At its Made by Google event this morning, Google announced that the Stadia streaming gaming service will roll out to preorder customers on November 19.
That specific date further clarifies a vaguer “November” launch window that was announced back in June. In a blog post accompanying the on-stage announcement, Google further clarified that the service would go live at 9am PST (12pm EST, 5pm BST) on that day.
How it works
As previously discussed, the only players who will be able to access Stadia on that launch day are those who spend $129 to pre-purchase the Stadia Founder’s Edition package (or the substantially similar Premiere Edition that was announced later). Those packages come with a Wi-Fi Stadia Controller, a Chromecast Ultra for TV streaming, three months of Stadia Pro, and a streamable copy of Destiny 2.
After that first three months, Stadia Pro will cost $10 a month on top of any individual game purchases. For that price, users get access to one free game per month and the highest-tier streaming with 4K resolution, HDR color, and 5.1 surround sound. Google promises a free streaming tier will be available sometime next year, with stereo sound and support for streams up to 1080p.
If you’re still confused, Google also has a new “How It Works” video explaining that Stadia is “kind of like streaming music or TV shows, with high quality video games.” That video also clarifies that mobile access at launch will be limited to the Pixel 3 and 3a family of phones and Chrome OS tablets (including Pixel Slate, Acer Chromebook Tab 10, and HP Chromebook X2). At launch, the Google Stadia controller will only work wirelessly when playing via Chromecast Ultra on a TV (the controller can be connected to a phone or computer via USB cable as well). Stadia will also be playable on any computer with a Chrome browser and will support generic USB controllers (including keyboards and mice) in that scenario.

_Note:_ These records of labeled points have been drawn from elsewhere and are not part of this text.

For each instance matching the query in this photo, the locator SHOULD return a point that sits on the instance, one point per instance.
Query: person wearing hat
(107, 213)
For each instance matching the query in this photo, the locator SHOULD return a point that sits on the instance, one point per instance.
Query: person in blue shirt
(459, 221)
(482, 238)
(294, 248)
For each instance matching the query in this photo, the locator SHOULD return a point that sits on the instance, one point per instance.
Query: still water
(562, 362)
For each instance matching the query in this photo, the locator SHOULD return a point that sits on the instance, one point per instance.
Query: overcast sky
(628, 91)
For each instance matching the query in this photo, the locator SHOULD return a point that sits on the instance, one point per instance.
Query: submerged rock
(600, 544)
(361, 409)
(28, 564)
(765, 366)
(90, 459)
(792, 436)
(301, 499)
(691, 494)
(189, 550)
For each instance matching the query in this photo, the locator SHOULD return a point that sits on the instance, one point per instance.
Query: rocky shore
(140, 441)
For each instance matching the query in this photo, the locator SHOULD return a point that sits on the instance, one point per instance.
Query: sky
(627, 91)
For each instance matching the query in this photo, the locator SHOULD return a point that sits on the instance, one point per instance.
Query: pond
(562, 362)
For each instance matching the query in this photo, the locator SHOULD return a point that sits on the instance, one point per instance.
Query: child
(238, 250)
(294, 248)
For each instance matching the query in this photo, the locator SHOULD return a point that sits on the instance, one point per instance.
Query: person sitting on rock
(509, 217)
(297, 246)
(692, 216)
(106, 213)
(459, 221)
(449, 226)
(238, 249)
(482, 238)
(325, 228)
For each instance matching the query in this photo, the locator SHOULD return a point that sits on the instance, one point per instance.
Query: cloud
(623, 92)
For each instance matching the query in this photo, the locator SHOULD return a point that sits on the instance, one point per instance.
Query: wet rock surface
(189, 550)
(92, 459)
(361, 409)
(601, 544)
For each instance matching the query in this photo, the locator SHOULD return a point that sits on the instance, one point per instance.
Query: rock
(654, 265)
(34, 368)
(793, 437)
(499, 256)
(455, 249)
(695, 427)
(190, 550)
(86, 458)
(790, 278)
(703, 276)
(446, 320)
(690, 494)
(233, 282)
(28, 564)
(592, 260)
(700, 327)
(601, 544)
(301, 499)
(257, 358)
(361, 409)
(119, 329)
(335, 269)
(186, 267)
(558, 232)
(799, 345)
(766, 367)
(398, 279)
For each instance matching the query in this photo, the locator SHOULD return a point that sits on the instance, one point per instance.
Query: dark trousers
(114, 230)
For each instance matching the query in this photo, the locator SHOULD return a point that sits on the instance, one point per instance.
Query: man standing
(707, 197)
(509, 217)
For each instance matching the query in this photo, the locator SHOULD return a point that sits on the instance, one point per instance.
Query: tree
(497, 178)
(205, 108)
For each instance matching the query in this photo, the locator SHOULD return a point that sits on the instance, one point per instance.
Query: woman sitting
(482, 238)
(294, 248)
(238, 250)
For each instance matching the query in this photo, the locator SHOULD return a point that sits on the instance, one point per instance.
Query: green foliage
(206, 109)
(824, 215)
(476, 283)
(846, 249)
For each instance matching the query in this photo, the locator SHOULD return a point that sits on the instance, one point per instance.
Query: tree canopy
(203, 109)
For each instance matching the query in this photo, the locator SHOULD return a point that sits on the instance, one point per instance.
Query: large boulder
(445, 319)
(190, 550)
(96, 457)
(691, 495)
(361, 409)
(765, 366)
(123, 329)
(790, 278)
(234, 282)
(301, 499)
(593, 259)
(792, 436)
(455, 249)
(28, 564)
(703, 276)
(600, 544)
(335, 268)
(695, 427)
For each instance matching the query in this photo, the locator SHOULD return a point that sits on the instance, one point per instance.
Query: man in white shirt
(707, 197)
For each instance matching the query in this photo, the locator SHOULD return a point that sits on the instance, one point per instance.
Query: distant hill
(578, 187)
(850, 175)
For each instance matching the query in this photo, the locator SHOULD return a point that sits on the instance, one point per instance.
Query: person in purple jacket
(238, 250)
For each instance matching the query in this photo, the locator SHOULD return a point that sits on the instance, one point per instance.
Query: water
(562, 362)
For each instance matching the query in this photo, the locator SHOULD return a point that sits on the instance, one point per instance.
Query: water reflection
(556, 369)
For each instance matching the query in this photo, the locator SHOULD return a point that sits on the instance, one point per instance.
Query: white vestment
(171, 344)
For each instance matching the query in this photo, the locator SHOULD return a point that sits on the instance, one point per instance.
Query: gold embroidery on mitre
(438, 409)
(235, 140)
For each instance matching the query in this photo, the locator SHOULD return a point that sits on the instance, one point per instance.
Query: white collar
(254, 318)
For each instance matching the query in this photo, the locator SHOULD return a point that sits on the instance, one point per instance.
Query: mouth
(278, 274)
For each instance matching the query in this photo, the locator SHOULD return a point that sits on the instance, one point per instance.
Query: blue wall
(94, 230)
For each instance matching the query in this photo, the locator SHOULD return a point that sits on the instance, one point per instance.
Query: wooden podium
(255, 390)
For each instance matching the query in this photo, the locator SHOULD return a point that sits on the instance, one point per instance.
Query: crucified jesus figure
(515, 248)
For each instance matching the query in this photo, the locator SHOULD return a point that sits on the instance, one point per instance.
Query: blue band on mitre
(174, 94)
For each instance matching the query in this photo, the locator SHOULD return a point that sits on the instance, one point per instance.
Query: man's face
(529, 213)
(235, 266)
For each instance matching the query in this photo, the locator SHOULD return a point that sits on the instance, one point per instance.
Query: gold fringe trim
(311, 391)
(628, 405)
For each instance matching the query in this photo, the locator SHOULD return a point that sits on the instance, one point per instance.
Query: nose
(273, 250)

Google originally announced a list of 31 games that would support Stadia earlier this year, the vast majority of which are previous releases that should be ready for Stadia’s November 19 launch. Since then, the list of supported software has slowly expanded to include games like the recently announced Red Dead Redemption 2 PC port and Orcs Must Die 3, which will be a timed Stadia exclusive when it launches in March 2020.

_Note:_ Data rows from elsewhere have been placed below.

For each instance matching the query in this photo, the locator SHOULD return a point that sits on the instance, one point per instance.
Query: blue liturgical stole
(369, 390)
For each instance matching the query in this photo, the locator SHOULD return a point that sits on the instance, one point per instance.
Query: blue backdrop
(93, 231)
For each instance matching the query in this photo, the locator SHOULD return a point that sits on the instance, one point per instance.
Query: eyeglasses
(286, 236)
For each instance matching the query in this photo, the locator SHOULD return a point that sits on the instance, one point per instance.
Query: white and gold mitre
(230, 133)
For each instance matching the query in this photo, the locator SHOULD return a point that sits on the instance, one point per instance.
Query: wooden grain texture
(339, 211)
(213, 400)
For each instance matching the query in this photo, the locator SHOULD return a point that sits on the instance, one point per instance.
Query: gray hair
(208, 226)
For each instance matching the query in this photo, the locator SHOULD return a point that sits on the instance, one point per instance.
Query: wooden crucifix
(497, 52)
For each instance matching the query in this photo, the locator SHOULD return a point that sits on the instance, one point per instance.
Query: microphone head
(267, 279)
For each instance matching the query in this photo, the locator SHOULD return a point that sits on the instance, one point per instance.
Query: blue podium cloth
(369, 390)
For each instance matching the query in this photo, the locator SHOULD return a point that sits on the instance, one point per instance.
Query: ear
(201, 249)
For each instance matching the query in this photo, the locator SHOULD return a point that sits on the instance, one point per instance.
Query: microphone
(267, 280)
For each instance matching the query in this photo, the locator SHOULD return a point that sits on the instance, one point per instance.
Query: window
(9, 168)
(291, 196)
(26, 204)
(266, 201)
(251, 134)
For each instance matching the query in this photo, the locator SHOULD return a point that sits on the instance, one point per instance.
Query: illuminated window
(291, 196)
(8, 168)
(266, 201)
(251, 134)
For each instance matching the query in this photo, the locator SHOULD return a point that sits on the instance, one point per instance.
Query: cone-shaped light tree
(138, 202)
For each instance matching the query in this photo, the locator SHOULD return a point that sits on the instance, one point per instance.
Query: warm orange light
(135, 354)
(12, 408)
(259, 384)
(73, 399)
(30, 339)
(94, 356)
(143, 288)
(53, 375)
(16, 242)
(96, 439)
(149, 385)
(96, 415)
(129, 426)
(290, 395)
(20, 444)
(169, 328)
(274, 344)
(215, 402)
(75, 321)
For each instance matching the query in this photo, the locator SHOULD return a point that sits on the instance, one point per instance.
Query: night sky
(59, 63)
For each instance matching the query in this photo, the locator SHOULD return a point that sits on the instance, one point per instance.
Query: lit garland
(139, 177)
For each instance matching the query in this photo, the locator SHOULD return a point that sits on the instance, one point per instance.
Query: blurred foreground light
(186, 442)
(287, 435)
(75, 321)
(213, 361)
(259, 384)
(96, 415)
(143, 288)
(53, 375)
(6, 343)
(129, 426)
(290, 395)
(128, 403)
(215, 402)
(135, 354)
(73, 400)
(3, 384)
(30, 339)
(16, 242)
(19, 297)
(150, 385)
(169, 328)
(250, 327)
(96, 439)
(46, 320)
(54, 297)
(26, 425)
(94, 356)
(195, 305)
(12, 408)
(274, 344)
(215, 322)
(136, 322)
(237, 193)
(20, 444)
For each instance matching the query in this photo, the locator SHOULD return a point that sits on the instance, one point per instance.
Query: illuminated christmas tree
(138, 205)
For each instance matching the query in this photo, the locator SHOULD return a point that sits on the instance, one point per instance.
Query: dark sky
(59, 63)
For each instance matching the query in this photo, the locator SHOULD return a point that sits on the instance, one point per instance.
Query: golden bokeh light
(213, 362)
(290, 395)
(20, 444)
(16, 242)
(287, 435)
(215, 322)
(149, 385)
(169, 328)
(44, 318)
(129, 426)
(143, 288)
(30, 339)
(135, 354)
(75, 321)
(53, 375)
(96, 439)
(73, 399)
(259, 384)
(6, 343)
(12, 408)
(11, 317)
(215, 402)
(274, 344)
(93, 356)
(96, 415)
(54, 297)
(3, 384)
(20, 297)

Sports Interactive has said the Stadia version of the next Football Manager will be “the fastest way to experience” the series, thanks to the parallel processing power offered by Google’s cloud data centers. That’s the first concrete sign of a suggestion Google’s Phil Harrison made in April that sharing data across multiple Stadia data center CPUs would allow for things like “distributed physics” and “complex multiplayer going from hundreds to tens of thousands in a very sophisticated world.”
At the Made by Google event, chief Rick Osterloh sold Stadia as part of Google’s “ambient computing vision,” which promises that “throughout your home, technology works as a single system rather than a bunch of devices doing one thing.” To that end, Osterloh says Stadia is “aiming to deliver the best games ever made to just about any screen in your life.”